Several narratives have emerged behind the volatility, but one of the more appealing ones is that commission-free retail trading has clearly enabled retail investors, at least when working together, to manipulate prices in a way that perhaps was not possible before. If there were greater restrictions on PFOF, would retail brokers still be able to offer commission-free trading like they can now?
At this early juncture, there are still more questions than answers regarding how the volatility will move the needle on each of these hot-button issues. In the near term, the SEC will conduct deep investigations into market activity and Congress will hold hearings on each of the above issues (these are yet to be scheduled).

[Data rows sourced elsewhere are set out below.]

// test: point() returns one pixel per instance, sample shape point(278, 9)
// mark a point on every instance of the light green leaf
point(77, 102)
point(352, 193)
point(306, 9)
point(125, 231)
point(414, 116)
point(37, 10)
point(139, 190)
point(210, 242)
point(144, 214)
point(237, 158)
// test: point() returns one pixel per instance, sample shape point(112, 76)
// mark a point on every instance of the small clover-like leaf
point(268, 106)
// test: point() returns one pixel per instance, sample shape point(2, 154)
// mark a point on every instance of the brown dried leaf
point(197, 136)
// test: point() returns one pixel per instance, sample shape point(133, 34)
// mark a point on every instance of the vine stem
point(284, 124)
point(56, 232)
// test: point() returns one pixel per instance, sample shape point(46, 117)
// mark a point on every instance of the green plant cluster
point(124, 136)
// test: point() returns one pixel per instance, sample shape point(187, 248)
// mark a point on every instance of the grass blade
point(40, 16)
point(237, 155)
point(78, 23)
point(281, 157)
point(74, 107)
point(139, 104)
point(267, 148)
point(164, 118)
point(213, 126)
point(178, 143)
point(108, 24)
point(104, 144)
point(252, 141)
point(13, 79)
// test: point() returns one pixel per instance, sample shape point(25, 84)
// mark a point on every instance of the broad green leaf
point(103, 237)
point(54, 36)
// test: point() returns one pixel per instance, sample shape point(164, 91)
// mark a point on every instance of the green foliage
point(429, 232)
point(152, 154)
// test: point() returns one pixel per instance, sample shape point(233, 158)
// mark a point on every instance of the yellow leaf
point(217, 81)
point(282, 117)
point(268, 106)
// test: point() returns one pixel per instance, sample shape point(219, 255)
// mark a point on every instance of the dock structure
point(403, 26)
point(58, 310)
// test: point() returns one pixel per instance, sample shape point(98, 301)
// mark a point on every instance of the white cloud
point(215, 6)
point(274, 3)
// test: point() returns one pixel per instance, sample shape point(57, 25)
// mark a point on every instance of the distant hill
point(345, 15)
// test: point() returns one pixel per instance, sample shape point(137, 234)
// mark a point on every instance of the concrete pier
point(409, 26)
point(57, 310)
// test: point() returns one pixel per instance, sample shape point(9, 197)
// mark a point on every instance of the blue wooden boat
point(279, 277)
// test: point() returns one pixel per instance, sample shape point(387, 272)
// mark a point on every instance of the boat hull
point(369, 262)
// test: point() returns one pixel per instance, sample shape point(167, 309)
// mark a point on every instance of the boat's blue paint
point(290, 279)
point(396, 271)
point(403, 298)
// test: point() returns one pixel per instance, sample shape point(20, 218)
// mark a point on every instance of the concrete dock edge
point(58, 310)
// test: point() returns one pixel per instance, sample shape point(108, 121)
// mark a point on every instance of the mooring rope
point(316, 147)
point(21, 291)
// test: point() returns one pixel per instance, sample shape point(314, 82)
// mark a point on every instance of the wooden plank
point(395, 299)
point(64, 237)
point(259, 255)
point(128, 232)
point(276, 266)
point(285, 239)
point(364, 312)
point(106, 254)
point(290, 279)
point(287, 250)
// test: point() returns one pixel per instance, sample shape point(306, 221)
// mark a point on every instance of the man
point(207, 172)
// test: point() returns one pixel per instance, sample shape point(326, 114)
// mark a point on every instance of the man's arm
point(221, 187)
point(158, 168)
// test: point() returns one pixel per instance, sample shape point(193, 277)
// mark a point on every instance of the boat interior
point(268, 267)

It also may give some greater credence to progressive policy ideas such as a “financial transaction tax,” which otherwise faces a challenging political landscape to enactment. History indicates the SEC is tremendously cautious when considering equity market structure reforms. But in the longer term, we believe these issues may rise in the priority stack for incoming SEC Chairman Gary Gensler, who we know is not afraid to take on big battles.